Many young Norwegians find it hard to belive that women risked imprisonment for abortions right up until 1975. This exhibition displays the changes in the legal system, from Christian V's law of 1687. The personal stories of individual women gives an insight into the human aspect, as well as the legal.
"Silenced. The history of abortion in Norway" ("Fortiet. Aborthistorien") was produced by the Women's Museum and opened in 2004. The texts in the web exhibition were all written during the production.
Unwanted pregnancies have been the source of much unhappiness. This was what made some pioneers, Katti Anker Møller being the most famous, begin the struggle for legalized abortions, as well as attempting to inform the people about contraception and family planning.

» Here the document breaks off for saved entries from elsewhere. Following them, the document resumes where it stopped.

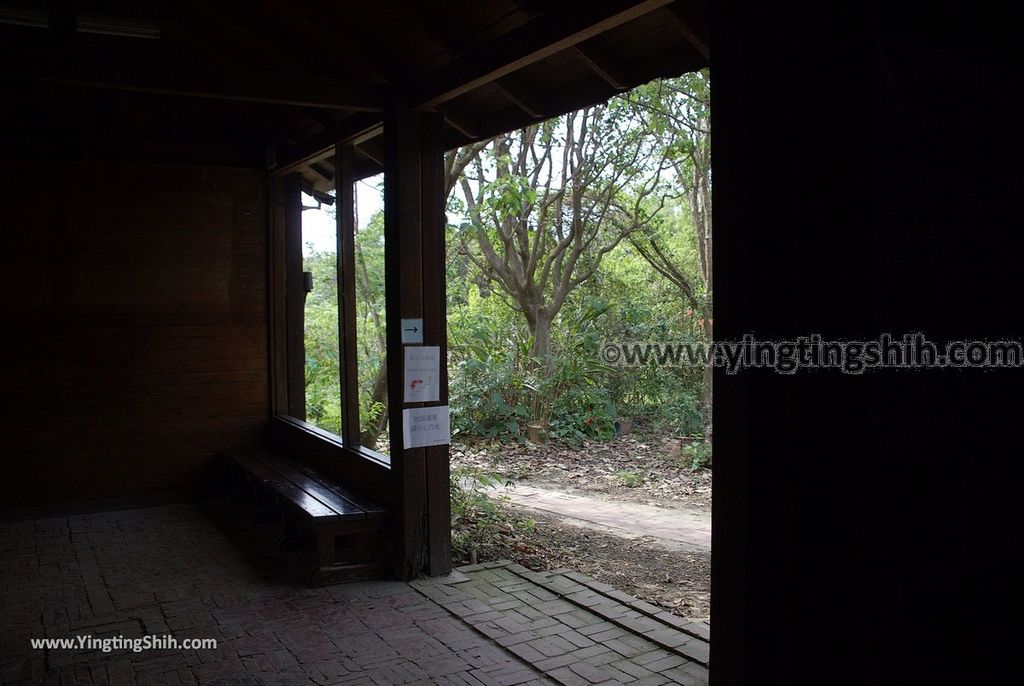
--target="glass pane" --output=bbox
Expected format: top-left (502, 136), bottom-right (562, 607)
top-left (301, 191), bottom-right (342, 436)
top-left (354, 174), bottom-right (388, 452)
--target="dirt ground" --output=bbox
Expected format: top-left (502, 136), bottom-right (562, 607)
top-left (521, 515), bottom-right (711, 620)
top-left (451, 430), bottom-right (712, 621)
top-left (452, 429), bottom-right (712, 510)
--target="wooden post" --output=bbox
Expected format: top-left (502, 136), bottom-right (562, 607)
top-left (383, 107), bottom-right (450, 579)
top-left (269, 176), bottom-right (288, 415)
top-left (282, 173), bottom-right (306, 420)
top-left (421, 113), bottom-right (452, 576)
top-left (335, 145), bottom-right (361, 445)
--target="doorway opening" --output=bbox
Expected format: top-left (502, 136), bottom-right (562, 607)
top-left (447, 70), bottom-right (713, 624)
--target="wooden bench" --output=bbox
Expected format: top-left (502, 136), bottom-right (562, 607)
top-left (222, 448), bottom-right (388, 586)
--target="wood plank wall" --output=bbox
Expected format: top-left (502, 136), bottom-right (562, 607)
top-left (0, 160), bottom-right (269, 512)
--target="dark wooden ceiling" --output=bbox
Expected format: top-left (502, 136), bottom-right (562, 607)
top-left (0, 0), bottom-right (709, 189)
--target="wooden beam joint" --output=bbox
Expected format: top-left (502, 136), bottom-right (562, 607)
top-left (665, 1), bottom-right (709, 60)
top-left (571, 44), bottom-right (629, 91)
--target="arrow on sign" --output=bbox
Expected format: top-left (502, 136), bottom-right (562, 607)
top-left (401, 318), bottom-right (424, 343)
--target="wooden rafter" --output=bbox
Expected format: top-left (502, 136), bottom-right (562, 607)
top-left (414, 0), bottom-right (674, 109)
top-left (384, 0), bottom-right (468, 56)
top-left (208, 0), bottom-right (393, 85)
top-left (491, 80), bottom-right (545, 119)
top-left (571, 44), bottom-right (629, 91)
top-left (383, 0), bottom-right (546, 122)
top-left (356, 138), bottom-right (385, 167)
top-left (441, 109), bottom-right (482, 140)
top-left (664, 2), bottom-right (709, 60)
top-left (309, 162), bottom-right (334, 183)
top-left (274, 113), bottom-right (384, 174)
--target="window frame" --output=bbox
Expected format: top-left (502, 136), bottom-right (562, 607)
top-left (269, 144), bottom-right (391, 470)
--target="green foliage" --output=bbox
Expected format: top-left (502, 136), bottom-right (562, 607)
top-left (446, 210), bottom-right (711, 442)
top-left (542, 298), bottom-right (619, 441)
top-left (352, 212), bottom-right (388, 442)
top-left (448, 292), bottom-right (530, 439)
top-left (683, 441), bottom-right (713, 471)
top-left (302, 208), bottom-right (390, 446)
top-left (450, 466), bottom-right (533, 563)
top-left (450, 355), bottom-right (528, 439)
top-left (448, 291), bottom-right (622, 442)
top-left (616, 471), bottom-right (644, 488)
top-left (303, 75), bottom-right (713, 453)
top-left (303, 249), bottom-right (342, 434)
top-left (661, 388), bottom-right (708, 437)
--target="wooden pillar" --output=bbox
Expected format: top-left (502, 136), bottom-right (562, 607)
top-left (269, 176), bottom-right (287, 415)
top-left (383, 107), bottom-right (451, 579)
top-left (421, 114), bottom-right (452, 577)
top-left (282, 173), bottom-right (306, 420)
top-left (335, 145), bottom-right (361, 445)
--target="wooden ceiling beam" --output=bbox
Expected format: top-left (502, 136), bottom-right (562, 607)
top-left (274, 113), bottom-right (384, 174)
top-left (356, 138), bottom-right (385, 167)
top-left (212, 0), bottom-right (392, 85)
top-left (570, 45), bottom-right (630, 91)
top-left (13, 66), bottom-right (386, 111)
top-left (664, 2), bottom-right (709, 60)
top-left (309, 162), bottom-right (335, 183)
top-left (384, 0), bottom-right (468, 56)
top-left (384, 0), bottom-right (547, 123)
top-left (437, 38), bottom-right (703, 152)
top-left (414, 0), bottom-right (674, 109)
top-left (440, 109), bottom-right (483, 140)
top-left (491, 80), bottom-right (545, 120)
top-left (0, 130), bottom-right (264, 168)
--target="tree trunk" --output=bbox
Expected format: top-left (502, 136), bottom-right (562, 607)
top-left (360, 360), bottom-right (388, 449)
top-left (528, 311), bottom-right (555, 370)
top-left (525, 310), bottom-right (556, 422)
top-left (530, 315), bottom-right (553, 360)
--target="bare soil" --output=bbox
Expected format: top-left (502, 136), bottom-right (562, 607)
top-left (525, 515), bottom-right (711, 620)
top-left (452, 429), bottom-right (712, 510)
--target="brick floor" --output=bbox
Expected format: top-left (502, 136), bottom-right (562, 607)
top-left (413, 564), bottom-right (709, 686)
top-left (0, 502), bottom-right (708, 685)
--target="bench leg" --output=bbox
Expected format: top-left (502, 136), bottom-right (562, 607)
top-left (318, 531), bottom-right (337, 567)
top-left (250, 486), bottom-right (284, 524)
top-left (309, 528), bottom-right (379, 587)
top-left (275, 511), bottom-right (314, 552)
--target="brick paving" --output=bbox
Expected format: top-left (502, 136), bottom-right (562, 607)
top-left (0, 503), bottom-right (708, 685)
top-left (413, 565), bottom-right (708, 686)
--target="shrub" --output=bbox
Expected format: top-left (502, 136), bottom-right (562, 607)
top-left (450, 466), bottom-right (534, 564)
top-left (683, 441), bottom-right (712, 470)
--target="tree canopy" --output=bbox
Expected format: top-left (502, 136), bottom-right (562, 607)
top-left (303, 71), bottom-right (712, 447)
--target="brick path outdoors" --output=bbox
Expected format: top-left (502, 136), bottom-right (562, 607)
top-left (0, 503), bottom-right (708, 685)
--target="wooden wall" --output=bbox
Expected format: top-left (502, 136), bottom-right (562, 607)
top-left (0, 160), bottom-right (269, 513)
top-left (712, 1), bottom-right (1024, 683)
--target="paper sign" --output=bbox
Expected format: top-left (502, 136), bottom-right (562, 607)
top-left (404, 346), bottom-right (440, 402)
top-left (402, 405), bottom-right (450, 449)
top-left (401, 318), bottom-right (424, 344)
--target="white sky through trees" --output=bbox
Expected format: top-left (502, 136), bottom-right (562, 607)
top-left (301, 175), bottom-right (384, 257)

The struggle has been long and hard. Those in favour of legalizing abortion met a lot of opposition. The abortion debate touches the really tricky ethical questions, questions of life and death, and not only from a religious perspective. Abortion has traditionally been a theme one wasn't supposed to talk about. And isn't it still, to a certain extent? With this exhibition, the Women's Museum wants to contribute to breaking this tradition.
In pre-Christian times, children were sometimes left out in the woods to die, but with the introduction of Christianity, such practices were made illegal. Abortion was then the only option, and women turned to herbalism and magic formulas. Archbishop Pål Bårdsson's law against abortion was introduced in Norway around 1340. Our story starts with the abortion law from 1687.